Expanded GGGGCC repeat RNA associated with amyotrophic lateral sclerosis and frontotemporal dementia causes neurodegeneration - PubMed (original) (raw)

Expanded GGGGCC repeat RNA associated with amyotrophic lateral sclerosis and frontotemporal dementia causes neurodegeneration

Zihui Xu et al. Proc Natl Acad Sci U S A. 2013.

Abstract

Amyotrophic lateral sclerosis (ALS) and frontotemporal dementia (FTD) share phenotypic and pathologic overlap. Recently, an expansion of GGGGCC repeats in the first intron of C9orf72 was found to be a common cause of both illnesses; however, the molecular pathogenesis of this expanded repeat is unknown. Here we developed both Drosophila and mammalian models of this expanded hexanucleotide repeat and showed that expression of the expanded GGGGCC repeat RNA (rGGGGCC) is sufficient to cause neurodegeneration. We further identified Pur α as the RNA-binding protein of rGGGGCC repeats and discovered that Pur α and rGGGGCC repeats interact in vitro and in vivo in a sequence-specific fashion that is conserved between mammals and Drosophila. Furthermore, overexpression of Pur α in mouse neuronal cells and Drosophila mitigates rGGGGCC repeat-mediated neurodegeneration, and Pur α forms inclusions in the fly eye expressing expanded rGGGGCC repeats, as well as in cerebellum of human carriers of expanded GGGGCC repeats.
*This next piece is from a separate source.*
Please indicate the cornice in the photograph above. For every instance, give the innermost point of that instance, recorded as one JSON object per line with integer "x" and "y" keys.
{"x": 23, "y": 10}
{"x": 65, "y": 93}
These data suggest that expanded rGGGGCC repeats could sequester specific RNA-binding protein from their normal functions, ultimately leading to cell death. Taken together, these findings suggest that the expanded rGGGGCC repeats could cause neurodegeneration, and that Pur α may play a role in the pathogenesis of amyotrophic lateral sclerosis and frontotemporal dementia.

Keywords: RNA-mediated neurodegeneration; fly model.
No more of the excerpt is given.